Like many families, my husband and I use a Dependent Care Flexible Spending Account to pay for childcare expenses. In our case, our two small children cost a lot. We employ a nanny to care for our younger child, who is too small yet for our chosen preschool, where we send our older child. So our childcare expenses are a combination of nanny pay and preschool tuition.
Our Dependent Care Flexible Spending Account (DCFSA) is provided via his employer. Here’s how it works: we ask his HR department to direct some of his salary into the account, and when we have a childcare expense we file a claim, and the amount of the claim comes to us in a check. At no point do we pay taxes on the money that is funneled through the DCFSA, meaning it gives us a tax break.

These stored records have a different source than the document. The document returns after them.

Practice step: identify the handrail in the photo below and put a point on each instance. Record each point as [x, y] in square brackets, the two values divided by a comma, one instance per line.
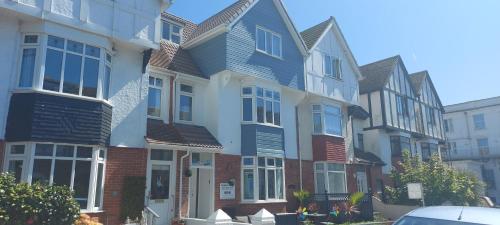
[152, 212]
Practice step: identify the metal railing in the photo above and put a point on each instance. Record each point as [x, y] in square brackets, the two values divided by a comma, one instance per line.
[149, 216]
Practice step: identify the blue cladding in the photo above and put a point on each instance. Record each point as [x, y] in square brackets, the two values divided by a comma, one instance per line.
[261, 139]
[235, 50]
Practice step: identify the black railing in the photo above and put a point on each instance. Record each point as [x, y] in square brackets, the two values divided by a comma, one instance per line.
[327, 202]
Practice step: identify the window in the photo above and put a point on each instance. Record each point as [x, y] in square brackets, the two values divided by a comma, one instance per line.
[483, 146]
[399, 145]
[479, 122]
[154, 96]
[448, 125]
[186, 103]
[81, 168]
[330, 178]
[171, 32]
[268, 42]
[327, 119]
[361, 143]
[267, 105]
[70, 67]
[263, 178]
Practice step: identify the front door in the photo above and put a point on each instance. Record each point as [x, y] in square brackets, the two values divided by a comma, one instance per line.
[160, 182]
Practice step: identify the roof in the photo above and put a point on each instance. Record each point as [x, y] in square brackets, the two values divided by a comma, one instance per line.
[180, 134]
[367, 158]
[476, 215]
[173, 57]
[417, 79]
[377, 74]
[312, 34]
[225, 16]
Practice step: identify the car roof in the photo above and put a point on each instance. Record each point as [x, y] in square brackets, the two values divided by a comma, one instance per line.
[469, 214]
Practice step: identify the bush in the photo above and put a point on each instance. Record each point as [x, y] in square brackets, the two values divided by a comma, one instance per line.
[441, 183]
[36, 204]
[133, 197]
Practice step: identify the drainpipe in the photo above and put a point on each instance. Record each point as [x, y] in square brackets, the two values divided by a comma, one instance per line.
[180, 182]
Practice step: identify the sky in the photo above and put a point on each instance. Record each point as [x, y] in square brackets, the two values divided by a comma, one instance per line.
[457, 41]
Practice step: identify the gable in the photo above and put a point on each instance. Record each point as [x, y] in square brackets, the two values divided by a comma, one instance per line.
[242, 56]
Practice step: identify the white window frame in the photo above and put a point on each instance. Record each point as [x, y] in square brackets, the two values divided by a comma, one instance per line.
[276, 98]
[40, 60]
[29, 158]
[191, 95]
[273, 34]
[255, 168]
[326, 173]
[163, 99]
[171, 24]
[321, 111]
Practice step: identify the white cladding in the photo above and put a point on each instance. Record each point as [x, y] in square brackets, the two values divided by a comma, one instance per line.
[135, 22]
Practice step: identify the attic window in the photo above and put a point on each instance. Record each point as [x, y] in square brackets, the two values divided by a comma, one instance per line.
[171, 32]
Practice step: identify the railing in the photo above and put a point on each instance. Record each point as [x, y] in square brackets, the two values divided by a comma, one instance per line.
[327, 201]
[149, 216]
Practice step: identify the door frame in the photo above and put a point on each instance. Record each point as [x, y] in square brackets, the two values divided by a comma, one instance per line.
[172, 185]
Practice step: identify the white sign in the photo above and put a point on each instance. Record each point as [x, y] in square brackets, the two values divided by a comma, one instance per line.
[415, 191]
[226, 191]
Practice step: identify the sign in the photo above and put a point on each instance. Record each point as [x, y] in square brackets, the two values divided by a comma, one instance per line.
[415, 191]
[226, 191]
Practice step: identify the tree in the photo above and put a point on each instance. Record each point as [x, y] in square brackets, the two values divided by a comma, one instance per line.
[441, 183]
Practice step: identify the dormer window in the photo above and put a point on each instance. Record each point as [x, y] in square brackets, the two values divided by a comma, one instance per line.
[171, 32]
[268, 42]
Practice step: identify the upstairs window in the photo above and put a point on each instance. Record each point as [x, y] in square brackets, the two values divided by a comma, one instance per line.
[267, 105]
[171, 32]
[332, 66]
[268, 42]
[154, 96]
[327, 119]
[186, 103]
[479, 122]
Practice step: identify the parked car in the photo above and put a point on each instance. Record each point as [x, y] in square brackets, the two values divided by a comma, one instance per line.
[451, 215]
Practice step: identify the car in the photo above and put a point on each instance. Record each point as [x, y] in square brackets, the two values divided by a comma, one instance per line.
[451, 215]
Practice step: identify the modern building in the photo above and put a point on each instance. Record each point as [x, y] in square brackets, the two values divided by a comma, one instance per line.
[405, 114]
[473, 138]
[73, 94]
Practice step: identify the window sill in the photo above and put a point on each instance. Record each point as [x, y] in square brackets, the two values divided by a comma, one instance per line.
[28, 90]
[263, 201]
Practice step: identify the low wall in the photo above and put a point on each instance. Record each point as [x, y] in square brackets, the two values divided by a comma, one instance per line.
[391, 212]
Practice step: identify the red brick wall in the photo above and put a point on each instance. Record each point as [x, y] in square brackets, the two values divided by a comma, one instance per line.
[328, 148]
[121, 162]
[2, 154]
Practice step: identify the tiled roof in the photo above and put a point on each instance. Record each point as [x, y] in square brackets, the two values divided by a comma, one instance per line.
[312, 34]
[180, 134]
[376, 74]
[173, 57]
[417, 79]
[225, 16]
[367, 158]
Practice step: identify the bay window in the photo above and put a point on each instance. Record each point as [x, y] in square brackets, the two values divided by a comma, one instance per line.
[78, 167]
[263, 179]
[330, 178]
[267, 108]
[327, 119]
[69, 66]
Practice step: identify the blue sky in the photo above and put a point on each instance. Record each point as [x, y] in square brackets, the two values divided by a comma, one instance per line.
[457, 41]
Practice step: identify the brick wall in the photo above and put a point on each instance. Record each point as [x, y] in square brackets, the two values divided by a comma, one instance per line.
[328, 148]
[121, 162]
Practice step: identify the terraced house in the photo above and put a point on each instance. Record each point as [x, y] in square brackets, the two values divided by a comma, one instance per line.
[405, 114]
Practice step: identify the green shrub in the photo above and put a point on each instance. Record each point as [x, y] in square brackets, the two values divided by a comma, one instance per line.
[36, 204]
[132, 197]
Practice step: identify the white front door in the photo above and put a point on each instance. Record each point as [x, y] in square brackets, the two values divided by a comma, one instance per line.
[160, 183]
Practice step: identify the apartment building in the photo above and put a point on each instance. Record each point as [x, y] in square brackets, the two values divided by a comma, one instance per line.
[474, 140]
[405, 113]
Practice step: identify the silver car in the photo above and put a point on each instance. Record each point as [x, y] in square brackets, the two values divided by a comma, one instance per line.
[451, 215]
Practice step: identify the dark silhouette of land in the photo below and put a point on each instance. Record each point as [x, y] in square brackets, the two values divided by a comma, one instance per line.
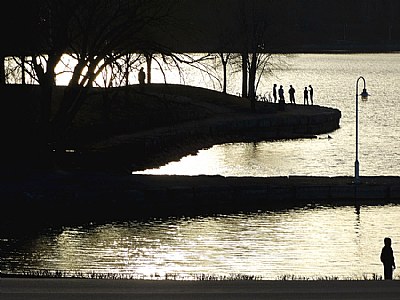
[64, 289]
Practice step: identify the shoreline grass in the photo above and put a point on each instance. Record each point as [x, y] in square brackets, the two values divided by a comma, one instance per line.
[47, 274]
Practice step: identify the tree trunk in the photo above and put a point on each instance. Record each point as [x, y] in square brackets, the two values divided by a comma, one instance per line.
[252, 81]
[2, 71]
[149, 59]
[23, 78]
[244, 75]
[224, 67]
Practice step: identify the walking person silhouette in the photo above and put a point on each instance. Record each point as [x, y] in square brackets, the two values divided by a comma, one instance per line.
[305, 96]
[311, 90]
[387, 259]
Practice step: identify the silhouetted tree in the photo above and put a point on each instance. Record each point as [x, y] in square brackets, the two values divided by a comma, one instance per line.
[97, 33]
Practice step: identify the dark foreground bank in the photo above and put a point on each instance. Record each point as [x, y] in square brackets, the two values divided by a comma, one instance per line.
[65, 289]
[59, 198]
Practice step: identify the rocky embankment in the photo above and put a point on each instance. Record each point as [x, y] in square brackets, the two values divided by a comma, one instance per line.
[151, 148]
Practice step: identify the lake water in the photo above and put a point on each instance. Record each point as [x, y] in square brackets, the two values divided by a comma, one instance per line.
[317, 242]
[309, 242]
[333, 77]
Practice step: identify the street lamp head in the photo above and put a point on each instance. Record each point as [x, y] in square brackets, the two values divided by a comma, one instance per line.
[364, 95]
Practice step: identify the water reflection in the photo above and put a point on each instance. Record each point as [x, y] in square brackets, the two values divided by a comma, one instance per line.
[333, 78]
[321, 241]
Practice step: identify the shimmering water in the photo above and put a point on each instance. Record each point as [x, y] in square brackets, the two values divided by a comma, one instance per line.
[311, 242]
[334, 79]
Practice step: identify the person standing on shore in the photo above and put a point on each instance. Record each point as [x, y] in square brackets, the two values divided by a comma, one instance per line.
[141, 76]
[281, 94]
[291, 95]
[387, 259]
[305, 96]
[311, 94]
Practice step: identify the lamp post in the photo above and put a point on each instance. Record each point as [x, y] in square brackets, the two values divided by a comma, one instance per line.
[364, 96]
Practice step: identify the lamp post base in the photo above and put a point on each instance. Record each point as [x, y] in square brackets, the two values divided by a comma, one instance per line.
[357, 179]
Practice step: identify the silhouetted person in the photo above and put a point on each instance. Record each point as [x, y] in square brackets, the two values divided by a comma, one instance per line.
[274, 93]
[281, 94]
[305, 96]
[141, 76]
[291, 94]
[311, 94]
[387, 259]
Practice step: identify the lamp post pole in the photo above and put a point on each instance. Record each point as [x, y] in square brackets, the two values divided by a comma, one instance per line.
[364, 96]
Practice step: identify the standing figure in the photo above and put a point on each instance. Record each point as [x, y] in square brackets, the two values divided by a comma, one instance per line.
[274, 93]
[305, 96]
[141, 76]
[291, 95]
[311, 94]
[281, 94]
[387, 259]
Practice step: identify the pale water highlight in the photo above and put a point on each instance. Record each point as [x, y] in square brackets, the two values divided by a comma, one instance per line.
[333, 77]
[320, 242]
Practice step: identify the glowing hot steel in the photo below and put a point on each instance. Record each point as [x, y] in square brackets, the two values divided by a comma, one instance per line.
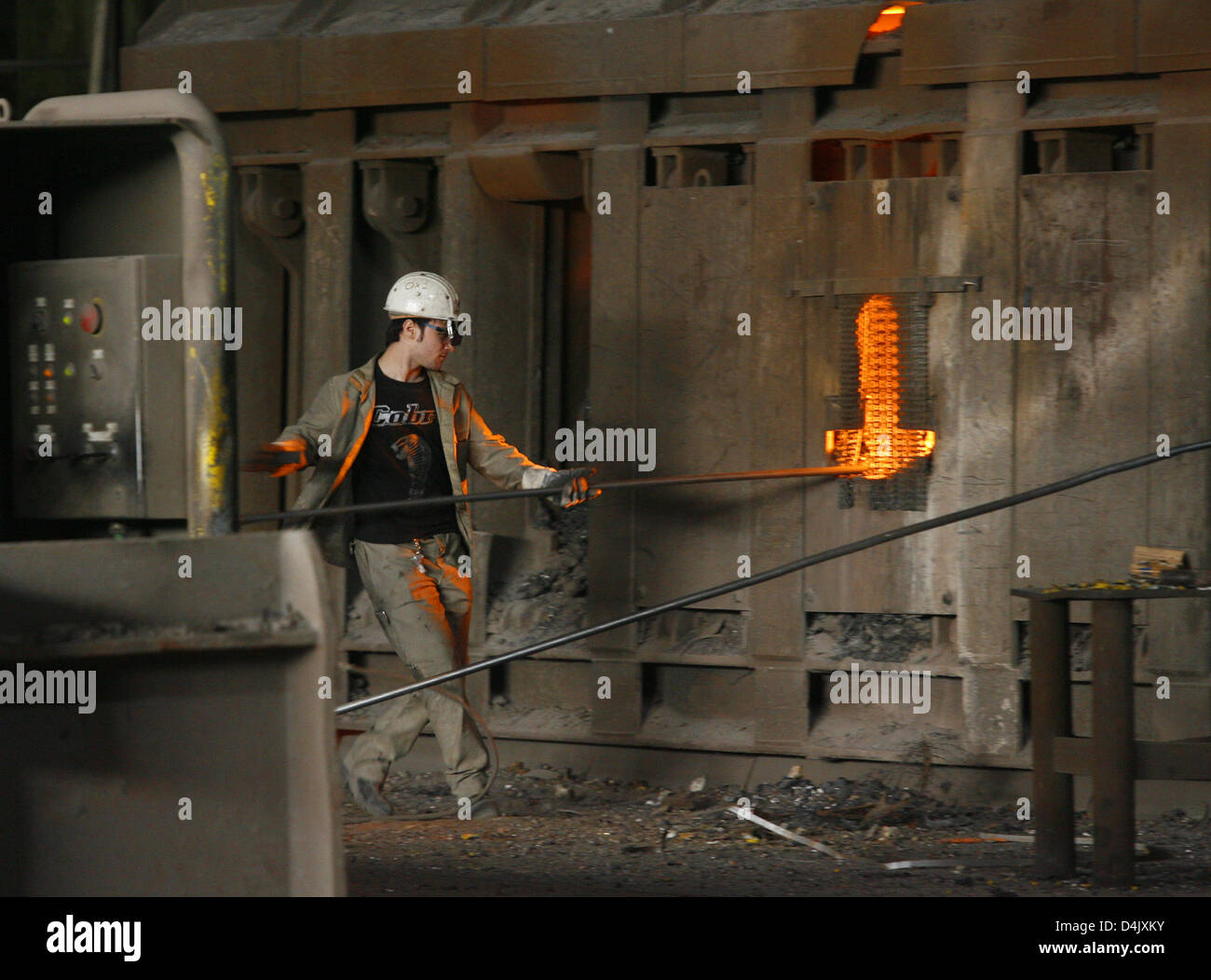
[891, 19]
[880, 443]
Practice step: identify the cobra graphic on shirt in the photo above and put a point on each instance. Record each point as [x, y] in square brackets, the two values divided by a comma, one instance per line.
[415, 452]
[411, 415]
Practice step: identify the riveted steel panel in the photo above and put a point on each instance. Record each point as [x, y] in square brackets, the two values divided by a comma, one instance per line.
[1175, 35]
[989, 40]
[383, 69]
[694, 282]
[229, 76]
[598, 59]
[783, 48]
[1085, 246]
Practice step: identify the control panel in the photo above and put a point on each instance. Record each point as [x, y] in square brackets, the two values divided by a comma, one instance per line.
[98, 410]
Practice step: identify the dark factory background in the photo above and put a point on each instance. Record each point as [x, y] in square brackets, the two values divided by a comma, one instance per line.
[667, 216]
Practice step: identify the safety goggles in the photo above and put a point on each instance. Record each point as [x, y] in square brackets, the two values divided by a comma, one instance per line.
[447, 327]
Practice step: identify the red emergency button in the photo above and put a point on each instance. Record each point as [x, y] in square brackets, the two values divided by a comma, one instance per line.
[91, 319]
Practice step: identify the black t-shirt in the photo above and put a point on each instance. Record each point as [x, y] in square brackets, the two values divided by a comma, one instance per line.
[402, 458]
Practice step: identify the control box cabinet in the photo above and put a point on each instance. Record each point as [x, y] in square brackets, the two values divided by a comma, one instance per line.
[100, 412]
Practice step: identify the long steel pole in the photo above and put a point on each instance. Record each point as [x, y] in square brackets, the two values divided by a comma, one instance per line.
[477, 498]
[785, 569]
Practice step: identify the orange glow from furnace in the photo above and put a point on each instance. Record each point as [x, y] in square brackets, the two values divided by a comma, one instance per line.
[891, 19]
[880, 444]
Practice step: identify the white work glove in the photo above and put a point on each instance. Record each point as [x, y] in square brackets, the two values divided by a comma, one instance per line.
[576, 486]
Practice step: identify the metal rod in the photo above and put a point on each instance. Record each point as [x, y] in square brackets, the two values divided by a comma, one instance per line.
[785, 569]
[479, 498]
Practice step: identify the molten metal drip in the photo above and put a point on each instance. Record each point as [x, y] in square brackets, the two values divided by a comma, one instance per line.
[880, 443]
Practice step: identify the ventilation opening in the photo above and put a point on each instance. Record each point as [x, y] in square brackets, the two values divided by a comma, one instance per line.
[1093, 150]
[725, 165]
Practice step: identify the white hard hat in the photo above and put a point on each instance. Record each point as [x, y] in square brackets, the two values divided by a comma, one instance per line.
[423, 294]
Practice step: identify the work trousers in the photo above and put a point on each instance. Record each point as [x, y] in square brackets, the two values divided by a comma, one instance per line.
[424, 607]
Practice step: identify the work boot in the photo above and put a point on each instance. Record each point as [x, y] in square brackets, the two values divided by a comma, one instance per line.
[484, 808]
[366, 793]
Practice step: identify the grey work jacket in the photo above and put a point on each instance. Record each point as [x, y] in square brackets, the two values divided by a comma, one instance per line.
[342, 412]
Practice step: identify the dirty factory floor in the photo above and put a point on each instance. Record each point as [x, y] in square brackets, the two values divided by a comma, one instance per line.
[568, 836]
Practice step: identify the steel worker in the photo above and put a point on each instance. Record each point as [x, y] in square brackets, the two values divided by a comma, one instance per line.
[400, 428]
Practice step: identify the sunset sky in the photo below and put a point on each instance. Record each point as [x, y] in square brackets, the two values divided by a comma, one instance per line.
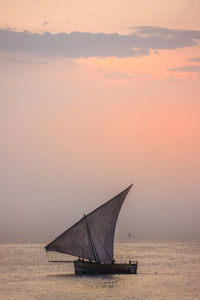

I’m thankful for the tax break, but there are a couple of issues with DCFSAs that lawmakers are working to fix:
First of all, there’s a limit for how much money we can put in a DCFSA. It’s $5000. That limit was established in 1986 and hasn’t been changed since. I don’t have to tell other families how woefully inadequate $5000 would be for a year’s worth of childcare. Most families spend more than that today. Thankfully, a bipartisan group of lawmakers recognizes this and has sponsored legislation to double the DCFSA limit to $10,000 per year. This would offer working families a bigger tax break on childcare, one of their largest household expenses.
- Secondly, DCFSA funds, like other FSA funds, are “use it or lose it.” This means that if we set aside $5000 for childcare expenses this year, but end up using (or claiming) less than that for some reason, we watch our money disappear at the end of the plan year. Sometimes plans change. This is especially true in 2020, as Americans grapple with the coronavirus pandemic. Most childcare facilities closed in response. Many Americans lost jobs and rearranged their childcare as a result. There’s now proposed legislation to allow families to “rollover” their 2020 FSA funds to 2021. This commonsense change would save many families the pain of losing unused childcare dollars in 2020 (in most cases for reasons outside of our control).
In my case, my daughter’s preschool closed mid-March and sent parents a partial tuition refund for the end of the school year. My son’s nanny wasn’t sure if she should keep working for us during our state’s shelter-in-place period, but she did, thankfully, which allowed me to continue working. So we will still easily use our FSA funds this year. We are thankful that both my husband and I still have our jobs.
But many, many families are not in this situation. It’s past time to reform FSAs and make them more useful for modern working families.